Monday, April 27 2009

Dictionary update

[Update update: I’ve made a small change to add the full JMnedict name dictionary; a lot of things that used to be in Edict/JMdict have been moved over to this much-larger secondary dictionary, and I finally got around to integrating it. The English translations aren’t searchable yet, mostly because I need to rework the form and add the kanji dictionary to Xapian as well, so that I have J↔E, N↔E, and K↔E.]

One downside of moving a lot of stuff onto my new shared-hosting account is that I have to give up a lot of control over what’s running. Not only do I have to work through an Apache .htaccess file instead of reconfiguring the server directly, but I can’t run my own servers on their machine.

So, goodbye Sphinx search engine, hello Xapian (thanks, Pixy).
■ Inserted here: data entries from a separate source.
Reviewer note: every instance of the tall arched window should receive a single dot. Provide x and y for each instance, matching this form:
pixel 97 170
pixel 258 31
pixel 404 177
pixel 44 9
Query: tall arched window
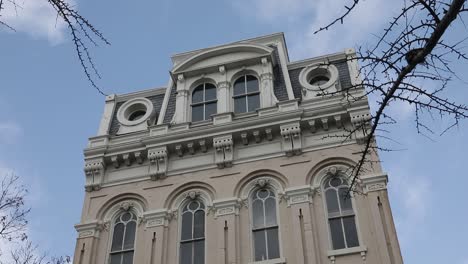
pixel 341 217
pixel 264 225
pixel 246 94
pixel 203 102
pixel 123 239
pixel 192 235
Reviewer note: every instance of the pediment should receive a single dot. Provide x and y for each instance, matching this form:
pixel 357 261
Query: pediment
pixel 223 55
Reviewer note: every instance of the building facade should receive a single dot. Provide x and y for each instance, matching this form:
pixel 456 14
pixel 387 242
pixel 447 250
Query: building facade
pixel 240 159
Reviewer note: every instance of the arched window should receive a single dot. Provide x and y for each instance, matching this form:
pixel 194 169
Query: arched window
pixel 123 239
pixel 246 94
pixel 203 102
pixel 192 235
pixel 264 225
pixel 341 217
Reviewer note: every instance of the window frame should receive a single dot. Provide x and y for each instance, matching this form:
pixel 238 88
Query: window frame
pixel 265 228
pixel 186 202
pixel 246 94
pixel 340 215
pixel 204 102
pixel 111 235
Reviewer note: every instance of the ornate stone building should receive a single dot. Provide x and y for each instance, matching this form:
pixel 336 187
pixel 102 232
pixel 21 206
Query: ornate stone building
pixel 238 160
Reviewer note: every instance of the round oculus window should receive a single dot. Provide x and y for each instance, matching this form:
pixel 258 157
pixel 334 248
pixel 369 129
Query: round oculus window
pixel 134 111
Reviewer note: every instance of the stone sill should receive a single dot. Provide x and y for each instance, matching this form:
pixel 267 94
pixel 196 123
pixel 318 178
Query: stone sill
pixel 270 261
pixel 347 251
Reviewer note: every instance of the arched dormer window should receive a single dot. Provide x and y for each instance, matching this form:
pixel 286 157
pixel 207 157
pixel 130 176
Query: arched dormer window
pixel 341 216
pixel 123 238
pixel 264 224
pixel 204 102
pixel 192 233
pixel 246 94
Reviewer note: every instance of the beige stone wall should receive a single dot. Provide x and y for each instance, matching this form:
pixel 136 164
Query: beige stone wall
pixel 304 236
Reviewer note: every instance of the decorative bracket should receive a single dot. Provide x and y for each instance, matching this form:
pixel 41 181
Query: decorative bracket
pixel 158 162
pixel 223 151
pixel 94 170
pixel 291 139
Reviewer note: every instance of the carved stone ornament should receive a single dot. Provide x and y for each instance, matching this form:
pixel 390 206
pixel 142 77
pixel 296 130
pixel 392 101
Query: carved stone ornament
pixel 158 162
pixel 125 206
pixel 291 139
pixel 94 170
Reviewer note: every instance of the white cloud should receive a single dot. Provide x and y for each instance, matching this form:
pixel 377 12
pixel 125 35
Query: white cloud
pixel 9 132
pixel 36 18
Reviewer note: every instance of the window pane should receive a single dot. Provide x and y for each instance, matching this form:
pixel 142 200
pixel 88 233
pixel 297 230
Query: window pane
pixel 116 258
pixel 199 224
pixel 197 95
pixel 270 212
pixel 117 238
pixel 273 243
pixel 259 245
pixel 254 102
pixel 210 109
pixel 239 86
pixel 257 214
pixel 252 84
pixel 345 200
pixel 197 113
pixel 336 233
pixel 332 201
pixel 210 92
pixel 350 231
pixel 127 258
pixel 186 253
pixel 186 226
pixel 239 105
pixel 129 235
pixel 199 252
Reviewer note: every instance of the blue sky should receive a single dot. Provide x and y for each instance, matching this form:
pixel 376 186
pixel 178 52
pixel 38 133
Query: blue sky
pixel 48 109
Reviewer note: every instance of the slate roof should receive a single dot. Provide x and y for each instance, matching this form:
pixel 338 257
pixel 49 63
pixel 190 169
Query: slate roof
pixel 155 99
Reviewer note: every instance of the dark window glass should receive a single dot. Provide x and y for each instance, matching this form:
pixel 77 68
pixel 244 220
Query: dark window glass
pixel 337 233
pixel 350 231
pixel 127 258
pixel 265 227
pixel 210 92
pixel 186 226
pixel 199 224
pixel 246 94
pixel 254 102
pixel 252 84
pixel 332 201
pixel 192 245
pixel 319 80
pixel 186 253
pixel 240 105
pixel 204 103
pixel 199 252
pixel 345 199
pixel 118 237
pixel 197 95
pixel 273 243
pixel 210 109
pixel 260 245
pixel 130 235
pixel 197 113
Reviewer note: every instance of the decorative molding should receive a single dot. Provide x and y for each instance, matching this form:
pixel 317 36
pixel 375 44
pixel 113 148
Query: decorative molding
pixel 223 151
pixel 291 138
pixel 94 171
pixel 298 195
pixel 158 162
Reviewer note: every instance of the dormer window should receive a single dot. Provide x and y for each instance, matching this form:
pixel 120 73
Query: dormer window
pixel 204 102
pixel 246 94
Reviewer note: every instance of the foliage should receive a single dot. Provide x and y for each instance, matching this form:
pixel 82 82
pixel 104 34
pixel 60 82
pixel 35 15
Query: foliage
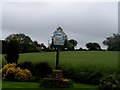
pixel 12 54
pixel 27 65
pixel 13 73
pixel 42 69
pixel 110 82
pixel 93 46
pixel 25 42
pixel 78 62
pixel 113 42
pixel 34 85
pixel 4 45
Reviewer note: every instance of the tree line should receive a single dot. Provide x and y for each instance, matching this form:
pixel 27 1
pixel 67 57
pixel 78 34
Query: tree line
pixel 25 44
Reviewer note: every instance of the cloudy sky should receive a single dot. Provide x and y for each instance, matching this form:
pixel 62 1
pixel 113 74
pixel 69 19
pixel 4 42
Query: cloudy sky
pixel 82 21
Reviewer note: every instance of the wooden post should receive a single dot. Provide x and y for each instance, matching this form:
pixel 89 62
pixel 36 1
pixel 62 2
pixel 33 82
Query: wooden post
pixel 57 57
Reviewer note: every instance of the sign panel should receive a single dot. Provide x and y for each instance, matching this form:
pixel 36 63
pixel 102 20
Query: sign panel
pixel 59 37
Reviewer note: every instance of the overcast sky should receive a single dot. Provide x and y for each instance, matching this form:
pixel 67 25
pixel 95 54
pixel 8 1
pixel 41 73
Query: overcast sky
pixel 82 21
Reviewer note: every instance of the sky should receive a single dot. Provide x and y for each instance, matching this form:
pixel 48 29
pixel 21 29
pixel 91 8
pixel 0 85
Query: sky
pixel 83 21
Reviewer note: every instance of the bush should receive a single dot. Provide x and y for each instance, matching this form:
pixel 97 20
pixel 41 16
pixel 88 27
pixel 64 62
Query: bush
pixel 42 69
pixel 13 73
pixel 110 82
pixel 27 65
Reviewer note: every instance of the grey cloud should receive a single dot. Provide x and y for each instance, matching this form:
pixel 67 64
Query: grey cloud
pixel 83 21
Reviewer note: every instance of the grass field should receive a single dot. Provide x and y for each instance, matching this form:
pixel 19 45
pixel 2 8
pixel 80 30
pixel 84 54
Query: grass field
pixel 105 62
pixel 100 60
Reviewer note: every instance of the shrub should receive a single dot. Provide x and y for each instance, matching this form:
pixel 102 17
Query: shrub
pixel 27 65
pixel 42 69
pixel 13 73
pixel 110 82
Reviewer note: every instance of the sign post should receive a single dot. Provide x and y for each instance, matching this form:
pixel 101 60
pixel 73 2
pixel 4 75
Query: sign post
pixel 58 40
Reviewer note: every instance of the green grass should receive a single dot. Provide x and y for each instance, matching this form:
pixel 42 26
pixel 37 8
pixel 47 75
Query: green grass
pixel 8 84
pixel 106 61
pixel 102 61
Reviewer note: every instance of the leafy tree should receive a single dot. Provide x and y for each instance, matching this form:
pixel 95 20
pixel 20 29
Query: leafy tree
pixel 12 52
pixel 4 45
pixel 25 42
pixel 93 46
pixel 113 42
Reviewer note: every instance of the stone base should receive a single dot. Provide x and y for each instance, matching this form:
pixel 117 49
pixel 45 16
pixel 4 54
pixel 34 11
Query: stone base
pixel 57 80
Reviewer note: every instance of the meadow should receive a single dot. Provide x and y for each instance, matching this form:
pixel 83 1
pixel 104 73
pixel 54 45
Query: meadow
pixel 107 61
pixel 76 63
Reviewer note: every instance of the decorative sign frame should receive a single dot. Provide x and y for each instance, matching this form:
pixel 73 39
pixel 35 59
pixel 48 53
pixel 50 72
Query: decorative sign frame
pixel 59 37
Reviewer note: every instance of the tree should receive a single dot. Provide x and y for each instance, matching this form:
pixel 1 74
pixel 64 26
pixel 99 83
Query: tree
pixel 4 45
pixel 113 42
pixel 12 52
pixel 25 42
pixel 93 46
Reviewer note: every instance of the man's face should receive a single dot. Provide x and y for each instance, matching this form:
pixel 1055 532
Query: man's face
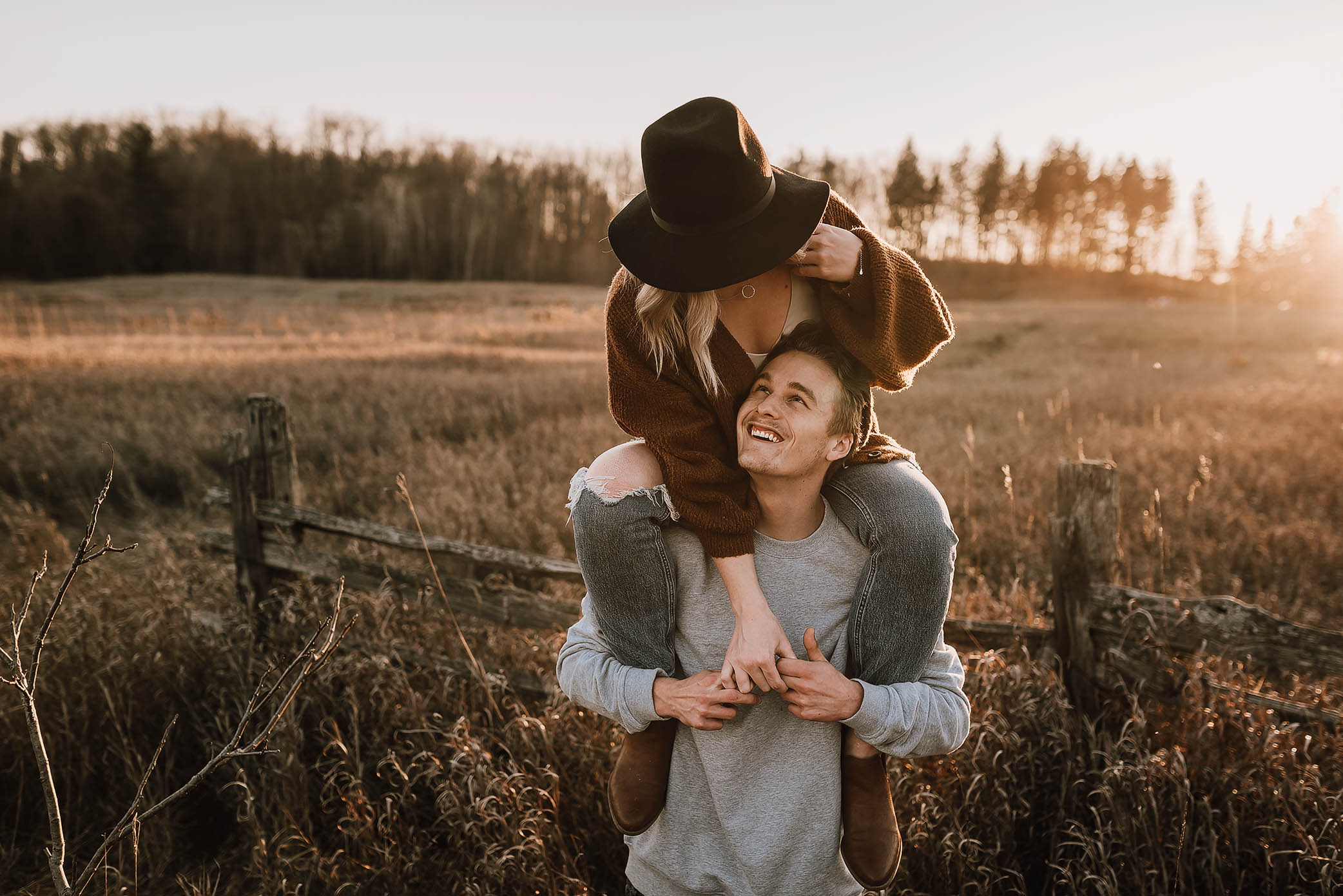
pixel 784 423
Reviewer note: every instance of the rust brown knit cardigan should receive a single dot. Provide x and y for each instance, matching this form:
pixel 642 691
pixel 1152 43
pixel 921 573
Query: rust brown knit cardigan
pixel 889 316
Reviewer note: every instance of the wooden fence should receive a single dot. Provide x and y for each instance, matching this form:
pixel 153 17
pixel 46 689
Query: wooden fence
pixel 1105 632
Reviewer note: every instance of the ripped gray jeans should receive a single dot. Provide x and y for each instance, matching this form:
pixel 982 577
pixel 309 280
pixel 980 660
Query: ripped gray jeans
pixel 899 602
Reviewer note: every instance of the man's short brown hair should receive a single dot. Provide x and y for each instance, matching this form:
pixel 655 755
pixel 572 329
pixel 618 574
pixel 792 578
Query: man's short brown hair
pixel 814 339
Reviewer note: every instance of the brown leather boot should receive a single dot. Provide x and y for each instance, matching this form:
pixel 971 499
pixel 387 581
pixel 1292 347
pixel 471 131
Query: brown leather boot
pixel 871 841
pixel 638 786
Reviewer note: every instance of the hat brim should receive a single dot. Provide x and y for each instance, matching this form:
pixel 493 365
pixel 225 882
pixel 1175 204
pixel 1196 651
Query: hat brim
pixel 697 263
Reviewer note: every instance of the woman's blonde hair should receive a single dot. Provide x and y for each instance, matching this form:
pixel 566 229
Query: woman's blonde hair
pixel 676 323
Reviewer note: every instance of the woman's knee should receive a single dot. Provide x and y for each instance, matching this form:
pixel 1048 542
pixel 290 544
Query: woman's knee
pixel 624 469
pixel 893 503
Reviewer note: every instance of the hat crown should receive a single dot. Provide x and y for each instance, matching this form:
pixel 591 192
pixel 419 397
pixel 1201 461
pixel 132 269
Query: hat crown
pixel 702 164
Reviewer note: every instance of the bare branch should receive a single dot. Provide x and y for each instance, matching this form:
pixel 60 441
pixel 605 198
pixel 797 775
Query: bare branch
pixel 231 748
pixel 130 819
pixel 74 566
pixel 17 621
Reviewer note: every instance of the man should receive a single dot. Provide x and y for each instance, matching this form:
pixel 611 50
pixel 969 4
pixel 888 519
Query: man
pixel 753 801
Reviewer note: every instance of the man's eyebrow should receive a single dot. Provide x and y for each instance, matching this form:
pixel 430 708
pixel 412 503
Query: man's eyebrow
pixel 805 391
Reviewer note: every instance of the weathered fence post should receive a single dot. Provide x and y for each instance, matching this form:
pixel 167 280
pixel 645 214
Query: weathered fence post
pixel 249 562
pixel 275 472
pixel 1084 549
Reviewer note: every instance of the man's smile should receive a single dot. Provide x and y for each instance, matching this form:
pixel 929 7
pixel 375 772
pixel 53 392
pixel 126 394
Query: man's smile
pixel 763 433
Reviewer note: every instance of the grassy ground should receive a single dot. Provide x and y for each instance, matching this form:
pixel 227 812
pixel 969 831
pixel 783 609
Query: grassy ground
pixel 1226 433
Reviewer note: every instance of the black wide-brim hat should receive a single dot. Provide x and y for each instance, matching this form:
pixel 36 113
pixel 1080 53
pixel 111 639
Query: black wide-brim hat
pixel 715 211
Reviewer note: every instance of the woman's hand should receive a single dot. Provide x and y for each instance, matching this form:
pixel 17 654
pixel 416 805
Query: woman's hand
pixel 832 253
pixel 697 701
pixel 757 641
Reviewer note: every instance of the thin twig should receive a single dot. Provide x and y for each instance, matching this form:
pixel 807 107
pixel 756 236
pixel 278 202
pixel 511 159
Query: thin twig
pixel 231 750
pixel 17 622
pixel 79 560
pixel 476 667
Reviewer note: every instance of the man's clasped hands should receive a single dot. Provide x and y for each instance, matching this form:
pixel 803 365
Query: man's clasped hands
pixel 813 688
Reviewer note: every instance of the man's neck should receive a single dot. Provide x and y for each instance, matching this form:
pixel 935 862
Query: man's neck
pixel 790 508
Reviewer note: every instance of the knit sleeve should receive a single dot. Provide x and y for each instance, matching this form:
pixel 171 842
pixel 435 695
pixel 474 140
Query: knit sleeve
pixel 889 316
pixel 711 495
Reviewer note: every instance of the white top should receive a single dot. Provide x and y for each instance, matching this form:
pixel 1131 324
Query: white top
pixel 804 305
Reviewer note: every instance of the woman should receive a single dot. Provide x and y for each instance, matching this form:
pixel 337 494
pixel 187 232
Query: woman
pixel 720 256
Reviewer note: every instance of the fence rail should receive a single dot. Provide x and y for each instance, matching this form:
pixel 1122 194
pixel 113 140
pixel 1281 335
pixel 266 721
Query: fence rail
pixel 1101 629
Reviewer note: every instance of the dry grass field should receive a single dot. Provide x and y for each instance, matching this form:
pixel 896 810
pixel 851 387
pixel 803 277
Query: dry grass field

While it suffers from a lack of documentation between “baby’s first search” and “211-page C++ API document”, it has a lot to offer, and doesn’t require a server. One thing it has is a full-featured query parser, so you can create searches like “pos:noun usage:common lunch -keyword:vulgar” to get common lunch-related nouns that don’t include sexual slang (such as the poorly-attributed usage of ekiben as a sexual position). That allows me to use the same tagging for the E-J searches that I use in Sqlite for the J-E searches. [note: everything’s just filed under “keyword:” in this first pass, and the valid values are the same as the advanced-search checkboxes]

I need a full-text search to do English-Japanese, because the JMdict data isn’t really designed for it. There are hooks in the XML schema, but they’re not used yet. As a result, my search results are a bit half-assed, which makes the new query support useful for refining the results. I can also split out the French, German, and Russian glosses into their own correctly-stemmed searches; with Sphinx, there was one primary body field to search, so all the glosses were lumped together. With a small code change, I can tag each gloss with the correct ISO language code and index them correctly.

The new version is now live on, which means I should be able to move that domain over to the shared-hosting account soon.

Once I figured out how to use Xapian (through the Search::Xapian Perl module, of course), replacing Sphinx and adding the keyword support took a few minutes and maybe half a page of code, total. In theory, I could use it for the J-E searches as well, but I’d lose the ability to put wildcards anywhere in the search string, which comes in handy when I’m trying to track down obscure or obsolete words.

One thing I haven’t figured out is why I can’t use add_term with kanji arguments; both Xapian and Perl are working entirely in Unicode, but passing non-ASCII arguments to add_term throws an error. The workaround is to set the stemmer to “none” and use index_text, and that’s fast enough that I don’t need to worry about it right now.

The most annoying thing about the Xapian documentation is how well-hidden the prefix support is. The details aren’t in the API at all; you can learn how to add them to a term generator or query parser, but the really useful explanation is over in the Omega docs.